The Forest School is an all-boys secondary school and mixed sixth form with academy status, located in Winnersh, Berkshire, England. It is located on Robin Hood Lane, the B3030 road, next to Winnersh railway station. Since September 2012, the Forest has educated academy players from local Football League Championship football club Reading FC.

History 

The Forest School began as Woodley Hill Grammar School in 1957, becoming the Forest Grammar School. The school was founded by Walter G. Jackson (also the mayor of Wokingham in 1953), the first headmaster of the school. Jackson retired in 1968, to be replaced by J.F.F. (Jack) Pearcy.

In November 1965, the Nestlé company donated an Elliott 405 computer to the school, which was a first generation valve computer. The BBC science television programme Tomorrow's World broadcast a story on 5 February 1969 about how the school used this computer to teach the pupils.

Houses during the grammar period were named after local watercourses,  Kennet,  Thames,  Enborne, and  Loddon.

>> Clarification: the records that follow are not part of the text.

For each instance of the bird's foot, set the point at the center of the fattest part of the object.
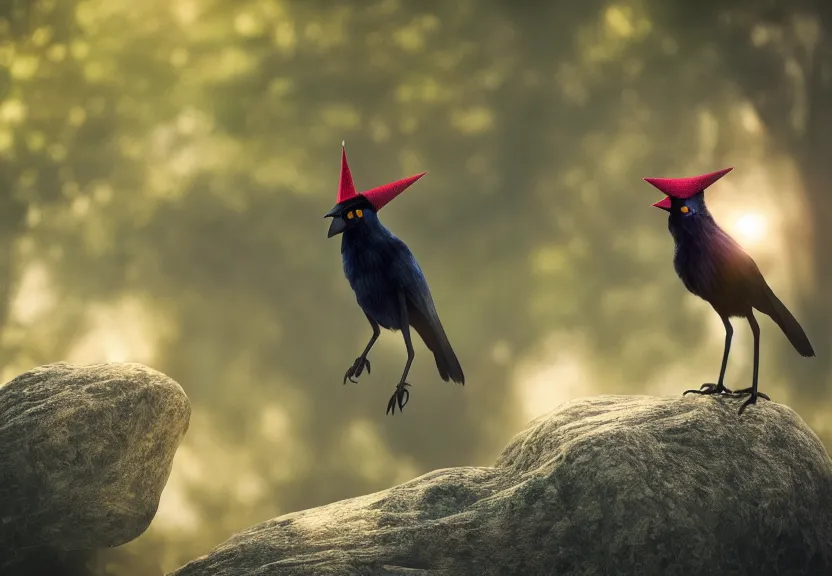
(356, 369)
(752, 397)
(400, 397)
(709, 388)
(748, 391)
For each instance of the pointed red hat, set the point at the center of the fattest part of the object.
(684, 187)
(378, 196)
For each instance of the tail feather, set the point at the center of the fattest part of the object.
(773, 307)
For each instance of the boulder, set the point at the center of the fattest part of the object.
(611, 485)
(85, 452)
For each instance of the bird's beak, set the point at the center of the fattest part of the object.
(338, 225)
(663, 204)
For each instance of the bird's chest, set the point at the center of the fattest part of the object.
(371, 274)
(698, 268)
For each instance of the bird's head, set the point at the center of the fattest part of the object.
(353, 209)
(354, 212)
(683, 208)
(685, 197)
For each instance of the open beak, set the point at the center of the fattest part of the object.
(663, 204)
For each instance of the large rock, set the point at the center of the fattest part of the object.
(85, 452)
(611, 485)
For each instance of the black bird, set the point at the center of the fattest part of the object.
(388, 283)
(715, 268)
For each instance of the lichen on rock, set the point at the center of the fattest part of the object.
(625, 485)
(85, 452)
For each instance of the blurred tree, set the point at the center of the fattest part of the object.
(166, 166)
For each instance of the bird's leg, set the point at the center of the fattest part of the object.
(401, 395)
(755, 330)
(719, 387)
(361, 362)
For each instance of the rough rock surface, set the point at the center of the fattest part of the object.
(612, 485)
(85, 452)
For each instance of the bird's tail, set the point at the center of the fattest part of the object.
(447, 362)
(434, 337)
(773, 307)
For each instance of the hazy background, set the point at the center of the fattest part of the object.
(166, 164)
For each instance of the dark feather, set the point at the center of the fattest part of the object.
(378, 265)
(771, 305)
(715, 267)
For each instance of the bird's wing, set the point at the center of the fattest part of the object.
(744, 272)
(424, 318)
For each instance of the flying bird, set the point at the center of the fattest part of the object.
(388, 283)
(714, 267)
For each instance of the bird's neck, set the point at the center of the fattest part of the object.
(364, 236)
(692, 229)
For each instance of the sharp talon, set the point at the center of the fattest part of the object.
(751, 400)
(707, 389)
(356, 369)
(401, 396)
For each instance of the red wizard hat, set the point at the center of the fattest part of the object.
(379, 196)
(684, 187)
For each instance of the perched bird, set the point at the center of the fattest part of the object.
(388, 283)
(715, 268)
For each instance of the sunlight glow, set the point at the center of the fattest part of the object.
(554, 375)
(751, 228)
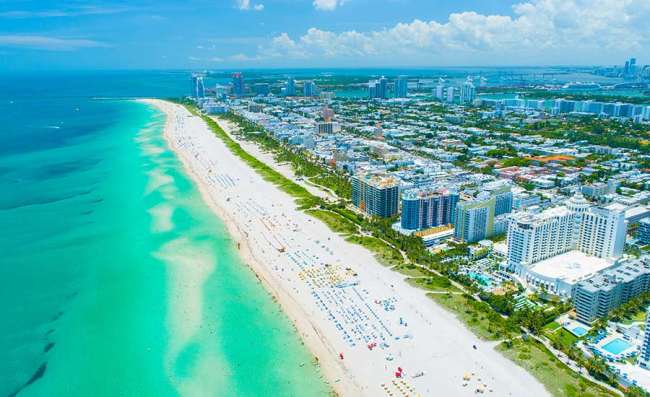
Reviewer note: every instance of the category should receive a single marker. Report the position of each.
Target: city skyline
(262, 34)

The Forest School became a comprehensive school in 1974. It has been a Business and Enterprise College since 2003 and was appointed by the Specialist Schools and Academies Trust as the "Enterprise Hub School for Berkshire" in 2006. On 1 July 2013 Forest School formally converted to academy status.

Sport 
In 2006 the school's under 15s (U15) football team won the National Cup. In 2007 the school's under 16s (U16) football team were runners up in the National Cup, losing narrowly to the opposition. In 2009 the school's under 14s (U14) football team were runners up in the National Cup, losing 2–1 to Audenshaw School. The match took place at Manchester United's Old Trafford Stadium in front of over 600 Forest School supporters.

The school has also produced several rugby players, the most notable being Rhodri McAtee, ex-England school boy who is now consistently selected for the Welsh International Sevens team, whilst playing for Cornish Pirates in National League One.

House system
There are currently seven houses at The Forest School, all named after English forests. Students are given a house upon entry in Year 7, and any future siblings are placed in the same house. The houses were assigned animals in September 2015.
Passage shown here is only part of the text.